Kurbanda ne keseceğiz?
İslam âlemi 9 Temmuz Cumartesi günü icra edilecek mübarek Kurban Bayramına hazırlanıyor. Hayvancılık ve tarım başta geçim kaynağı olan ülkemiz ise bu yıl kurban hazırlıklarını iyiden iyiye tamamlıyor.
Yavaş yavaş kurbanlık fiyatları da belli olmaya başladı.
Ekonominin bu buhranlı döneminde kurbanlık hayvanların da fiyatları nasibine düşen yükselişi gördü.
Geçtiğimiz hafta İzmir için açıklama yapan İzmir Kırmızı Et Üreticileri Birliği Başkanı Osman Civil, büyükbaş kurbanlıklar için 60-70 bin lira, küçükbaş kurbanlıklar için ise ortalama 3-4 bin lira olacağını belirtmişti.
Samsun Kırmızı Et Üreticileri Birliği Başkanı Erdal Doğan ise Samsun’da küçükbaş kurbanlığın fiyatının 2,5-4 bin TL, büyükbaş kurbanlık fiyatının ise 20-25 bin TL arasında olduğunu söyledi.
2021 yılında ortalama kurban fiyatları, hayvan başına büyükbaşta 6 bin 500 lira ile 35 bin lira, küçükbaşta ise bin 300 lira ile 5 bin lira arasında değişiyordu.
Konya’da ise bu rakamlar 7 veya 6 kişinin ortaklaşa gireceği büyükbaş için 35 bin liradan başlayacağı öngörülüyor.
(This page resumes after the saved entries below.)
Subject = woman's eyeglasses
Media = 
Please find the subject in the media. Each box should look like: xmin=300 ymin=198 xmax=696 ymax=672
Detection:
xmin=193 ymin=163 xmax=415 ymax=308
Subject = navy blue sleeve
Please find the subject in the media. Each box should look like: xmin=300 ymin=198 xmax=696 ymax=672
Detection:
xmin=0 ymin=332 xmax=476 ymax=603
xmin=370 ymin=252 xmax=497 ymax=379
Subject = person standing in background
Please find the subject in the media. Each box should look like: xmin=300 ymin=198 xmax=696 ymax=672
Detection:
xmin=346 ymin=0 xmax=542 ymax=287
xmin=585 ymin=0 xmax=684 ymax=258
Küçükbaşta da bu fiyatlar 3 bin liranın üzerinden başlayacak gibi.
4 bin 250 lira asgari ücret ile geçinen bir ailenin bu rakamlarla kurban kesebilmesi neredeyse değil artık imkansız. Bir ailede iki çalışan varsa kurban kesmeleri ekonomilerini çok zorlamalarıyla olacak. Gelir biraz daha yüksek aileler artık kurbanlık alırken tekrar tekrar araştıracak, düşünecek, hesap-kitap yapacak.
Peki bu fiyatların bu seviyede olması, gelire göre giderlerin daha çok yükselmesi normal mi? Ekonomi haberlerinde hep söyledik, ‘makas açılıyor durmuyor’ diye. Bu konuda da hükümet bazı önlemler aldı fakat yükseliş ve enflasyon durmadı. Halen de durmuyor.
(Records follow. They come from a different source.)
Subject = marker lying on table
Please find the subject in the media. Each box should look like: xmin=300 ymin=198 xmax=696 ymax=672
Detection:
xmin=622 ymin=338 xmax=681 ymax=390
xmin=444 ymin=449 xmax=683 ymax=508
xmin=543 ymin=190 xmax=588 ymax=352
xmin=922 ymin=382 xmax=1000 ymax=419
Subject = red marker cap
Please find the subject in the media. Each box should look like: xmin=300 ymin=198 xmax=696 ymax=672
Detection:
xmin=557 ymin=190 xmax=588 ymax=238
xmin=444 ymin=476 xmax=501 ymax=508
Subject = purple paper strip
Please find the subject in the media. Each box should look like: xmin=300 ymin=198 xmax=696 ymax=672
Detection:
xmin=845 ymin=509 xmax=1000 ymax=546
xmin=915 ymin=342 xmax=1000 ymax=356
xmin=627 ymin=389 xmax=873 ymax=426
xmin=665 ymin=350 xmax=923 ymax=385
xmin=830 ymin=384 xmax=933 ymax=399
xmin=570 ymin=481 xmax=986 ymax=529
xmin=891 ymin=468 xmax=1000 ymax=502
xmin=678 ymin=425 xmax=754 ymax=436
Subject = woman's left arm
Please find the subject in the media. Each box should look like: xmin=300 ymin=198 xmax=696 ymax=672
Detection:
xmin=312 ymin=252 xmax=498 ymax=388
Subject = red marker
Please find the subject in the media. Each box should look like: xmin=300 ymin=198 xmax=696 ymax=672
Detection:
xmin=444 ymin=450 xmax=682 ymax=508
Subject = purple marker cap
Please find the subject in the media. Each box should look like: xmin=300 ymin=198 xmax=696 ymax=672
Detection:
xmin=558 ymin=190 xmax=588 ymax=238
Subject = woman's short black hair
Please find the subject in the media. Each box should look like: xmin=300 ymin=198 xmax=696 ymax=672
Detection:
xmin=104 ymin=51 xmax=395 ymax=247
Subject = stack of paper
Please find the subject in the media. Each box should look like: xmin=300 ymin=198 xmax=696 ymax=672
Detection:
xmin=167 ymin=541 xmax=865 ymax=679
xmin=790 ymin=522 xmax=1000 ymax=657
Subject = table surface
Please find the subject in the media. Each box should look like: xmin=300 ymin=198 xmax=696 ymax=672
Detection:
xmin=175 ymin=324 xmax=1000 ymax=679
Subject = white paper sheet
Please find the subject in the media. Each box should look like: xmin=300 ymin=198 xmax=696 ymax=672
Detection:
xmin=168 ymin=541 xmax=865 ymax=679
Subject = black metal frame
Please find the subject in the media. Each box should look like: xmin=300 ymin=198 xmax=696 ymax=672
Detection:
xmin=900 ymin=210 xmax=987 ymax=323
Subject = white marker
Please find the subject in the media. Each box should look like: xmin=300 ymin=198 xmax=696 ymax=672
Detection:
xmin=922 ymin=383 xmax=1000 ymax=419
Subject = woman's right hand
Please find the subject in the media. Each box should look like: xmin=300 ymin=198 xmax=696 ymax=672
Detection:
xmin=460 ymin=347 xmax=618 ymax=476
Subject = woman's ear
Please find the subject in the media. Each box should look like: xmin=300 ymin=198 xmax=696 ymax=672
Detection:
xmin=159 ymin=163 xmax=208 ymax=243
Yükselişin anatomisini ben çizecek değilim, bu konunun uzman ekonomistlerden öğrenilmesi daha uygun olacak. Ancak, geçtiğimiz günlerde açıklanan konut finans paketiyle ekonomi daha da canlanacak derken, ters orantı oldu. Konut fiyatları arttı, piyasa neredeyse kilitlendi. Net verileri TÜİK’in vereceği Mayıs konut istatistiklerinde göreceğiz.
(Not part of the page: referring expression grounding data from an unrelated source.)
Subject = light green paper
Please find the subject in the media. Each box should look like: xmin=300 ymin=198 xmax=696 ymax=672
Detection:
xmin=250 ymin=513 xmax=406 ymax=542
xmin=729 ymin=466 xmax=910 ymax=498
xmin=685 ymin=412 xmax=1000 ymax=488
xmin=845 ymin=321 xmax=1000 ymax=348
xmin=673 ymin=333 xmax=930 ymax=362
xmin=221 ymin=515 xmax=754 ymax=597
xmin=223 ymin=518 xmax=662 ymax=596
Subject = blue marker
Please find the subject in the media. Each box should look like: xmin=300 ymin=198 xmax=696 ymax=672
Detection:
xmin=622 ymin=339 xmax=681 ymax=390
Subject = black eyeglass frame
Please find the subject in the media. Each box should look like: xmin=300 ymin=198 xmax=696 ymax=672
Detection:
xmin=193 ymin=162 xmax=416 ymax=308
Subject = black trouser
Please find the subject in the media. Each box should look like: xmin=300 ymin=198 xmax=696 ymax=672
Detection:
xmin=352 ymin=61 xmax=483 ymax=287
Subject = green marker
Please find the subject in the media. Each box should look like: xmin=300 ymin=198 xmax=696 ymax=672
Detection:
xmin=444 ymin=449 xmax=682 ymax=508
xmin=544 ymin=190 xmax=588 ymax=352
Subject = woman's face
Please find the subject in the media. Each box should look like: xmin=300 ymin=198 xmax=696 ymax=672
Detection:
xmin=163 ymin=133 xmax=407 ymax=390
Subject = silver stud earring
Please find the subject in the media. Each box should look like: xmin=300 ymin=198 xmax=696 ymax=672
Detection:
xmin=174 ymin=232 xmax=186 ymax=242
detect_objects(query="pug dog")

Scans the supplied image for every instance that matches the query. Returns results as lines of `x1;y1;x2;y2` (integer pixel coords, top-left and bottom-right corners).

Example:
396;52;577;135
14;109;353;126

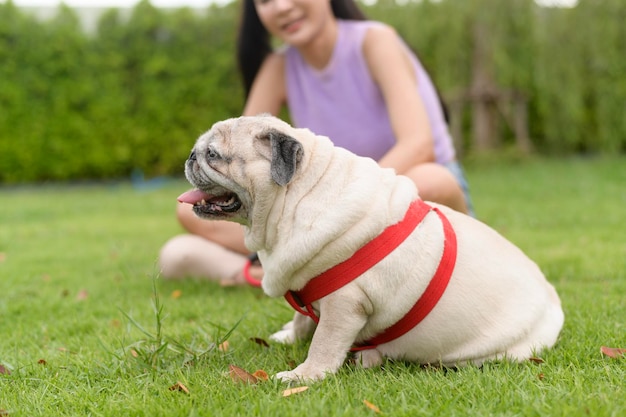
178;114;564;382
Hal böyleyken Kurban alacak kesim kara kara düşünürken, kurbanlık satan yetiştiricinin durumu nasıl peki?
Onun da durumu alıcıdan beter!
Yem, elektrik, bakım, saman, mazot…. Giderler artık tümden aldı başını gitti. Hayvan yetiştiricinin kâr payı geçen yıllara göre yüzde 50 oranında düştüğü hesaplanıyor.
Alan da satan da artık memnun değil.
Herkes bu durumundan mustarip ve çözüm bekliyor. Ülkemiz, doğal maden bakımından zengin olmadığı için bu durumun tek çözümünün üretim olduğunu herkes biliyor. Tek alanda olan bir üretim değil, eğitimden başlayarak insanın yaşamında etkili olan tüm alanlarda üretim…
Üretim içinde hepimizin elini taşın altına koyması gerekiyor. Başka çıkış yolu yok.
Yoksa bu duruma hepimiz seyirci kalır ve çözümü hep devletten beklersek, seneye kurbanı sadece zenginler kesecek!